Bearing messages ranging from the inspiring to the insipid, “love locks” can be found clamped onto bridges in major cities around the world. But no place has it worse than Paris, where the padlocks cover old bridges in a kind of urban barnacle, climbing up every free surface.
Take the Pont des Arts, Paris’ most famous footbridge across the Seine river. Hundreds of thousands of padlocks cover its old iron railings; the light of day barely passes through them.
Lisa Taylor Huff, an American living in Paris, has seen enough. She says Paris is not just for tourists but also for Parisians. And two months ago, she started a campaign to take back the city’s structures.
“These are historic monuments, these bridges, and they’re being completely desecrated by this so-called tradition,” says Huff, who notes that the practice is no way a Parisian or even a French tradition.
That she and her partner in the anti-love-lock campaign are American has only brought the online campaign more publicity, says Huff — who adds that she has dual nationality but is Parisian through and through.
But what about “the city of love,” I ask her?

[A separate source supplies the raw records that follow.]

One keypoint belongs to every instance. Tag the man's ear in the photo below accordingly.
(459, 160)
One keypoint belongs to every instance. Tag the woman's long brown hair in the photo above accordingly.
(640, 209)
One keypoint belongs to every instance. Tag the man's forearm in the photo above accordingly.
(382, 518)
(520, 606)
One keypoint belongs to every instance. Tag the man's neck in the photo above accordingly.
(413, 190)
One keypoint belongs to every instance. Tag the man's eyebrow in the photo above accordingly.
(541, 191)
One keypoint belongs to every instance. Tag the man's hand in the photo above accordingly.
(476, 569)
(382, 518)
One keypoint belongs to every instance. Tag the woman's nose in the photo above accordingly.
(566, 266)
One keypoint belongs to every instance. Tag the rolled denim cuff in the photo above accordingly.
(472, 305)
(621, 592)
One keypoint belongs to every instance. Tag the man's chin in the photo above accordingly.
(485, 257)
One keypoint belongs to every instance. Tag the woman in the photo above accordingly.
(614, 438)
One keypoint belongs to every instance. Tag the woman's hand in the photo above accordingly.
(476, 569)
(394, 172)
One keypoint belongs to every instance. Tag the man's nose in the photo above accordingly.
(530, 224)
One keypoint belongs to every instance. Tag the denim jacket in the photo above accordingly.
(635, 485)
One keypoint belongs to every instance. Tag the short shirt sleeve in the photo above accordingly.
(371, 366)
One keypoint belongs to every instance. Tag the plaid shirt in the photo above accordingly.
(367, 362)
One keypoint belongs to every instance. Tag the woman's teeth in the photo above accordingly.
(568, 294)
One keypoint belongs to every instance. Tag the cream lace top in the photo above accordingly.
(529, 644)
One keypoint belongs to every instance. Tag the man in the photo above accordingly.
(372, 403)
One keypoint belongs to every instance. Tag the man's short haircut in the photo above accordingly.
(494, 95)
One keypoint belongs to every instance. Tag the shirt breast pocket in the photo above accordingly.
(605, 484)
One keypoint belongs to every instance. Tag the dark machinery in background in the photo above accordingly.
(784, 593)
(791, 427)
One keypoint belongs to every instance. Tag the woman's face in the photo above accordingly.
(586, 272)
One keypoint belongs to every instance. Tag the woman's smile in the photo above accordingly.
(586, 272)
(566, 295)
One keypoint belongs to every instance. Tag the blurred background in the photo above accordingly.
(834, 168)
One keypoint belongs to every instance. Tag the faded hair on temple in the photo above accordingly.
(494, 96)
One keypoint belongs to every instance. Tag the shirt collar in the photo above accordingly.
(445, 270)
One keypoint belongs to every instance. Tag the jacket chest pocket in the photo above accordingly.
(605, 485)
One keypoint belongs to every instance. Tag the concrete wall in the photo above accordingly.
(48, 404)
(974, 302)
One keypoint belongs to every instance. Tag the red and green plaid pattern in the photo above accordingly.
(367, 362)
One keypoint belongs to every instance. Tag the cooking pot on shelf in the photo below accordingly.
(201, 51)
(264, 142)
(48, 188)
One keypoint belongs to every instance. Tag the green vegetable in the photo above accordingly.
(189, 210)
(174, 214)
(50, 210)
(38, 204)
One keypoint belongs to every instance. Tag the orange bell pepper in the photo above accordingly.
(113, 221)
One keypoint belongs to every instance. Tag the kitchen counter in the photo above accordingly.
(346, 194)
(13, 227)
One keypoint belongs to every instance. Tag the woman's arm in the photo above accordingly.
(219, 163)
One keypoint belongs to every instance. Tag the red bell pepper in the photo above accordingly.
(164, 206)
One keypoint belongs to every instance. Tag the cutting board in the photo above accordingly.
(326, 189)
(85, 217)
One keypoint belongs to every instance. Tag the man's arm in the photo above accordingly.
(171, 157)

Shooting right back, she says, “What about love for Paris?”
Tourists have a responsibility to be respectful of places they’re visiting, Huff points out.
“There’s that adage,” she says. “Tread lightly, take only photographs, leave only footprints.”
Huff calls the locks “heavy footprints.” She says they threaten architecture and cost Paris taxpayers. City officials, she says, have taken a laissez-faire attitude because they don’t want to dampen Paris’ romantic reputation. Huff hopes her petition, which has already garnered thousands of signatures, will force the city to consider banning the locks.
No one from city hall wants to speak on the record. They say only that the city regularly replaces overburdened railings on the bridges.
On a recent day, standing in the middle of the Pont des Arts, with a perfect view of Ile de la Cite, Austrian tourists Isabella Schauffler, 19, and Fabien Hampel, 21, throw the key to their newly clamped lock into the Seine.
“I think it’s a great idea,” says Schauffler.
“To show our love together,” adds Hampel.
Schauffler says she hopes they will stay together for a long time: “As long as the lock remains,” she says.
The love lock trend took off in the late 1990s. Paris is hardly the only city dealing with the problem, but as the world capital of romance, it takes the brunt of it. Le Monde newspaper estimated in February that there were as many as 700,000 locks on the Pont des Arts alone.
And the practice has spread beyond traditional romance. Now you can find friend and family locks on the bridge.
The Ericson family is looking for a place for its pink padlock. Tim and Sonia’s 5-year-old daughter, Eva, has written her parents’ initials on one side and her grandmother’s on the other — she’s back home in Seattle and not in good health.
Tim and Sonia say it’s a way for their daughter to think about her grandmother and wish her good health.
The Ericsons hope to be back in a few years and find the lock they’ve left that day.
Not surprisingly, there are plenty of people ready to cash in on all the love lock enthusiasm — like Arman, from India, who doesn’t want to give his last name because it’s illegal to sell padlocks on the bridge.
Arman glances left and right as he talks. He says the money’s good, especially on weekends, but he has to keep a constant watch for cops. He shows me a segment of bridge grillwork that was recently replaced: It’s already filled up with padlocks again.
So just how long do these eternal love locks actually last?
The lock could last years, he says, or it could last only a week. It all depends on how long the railing holds up.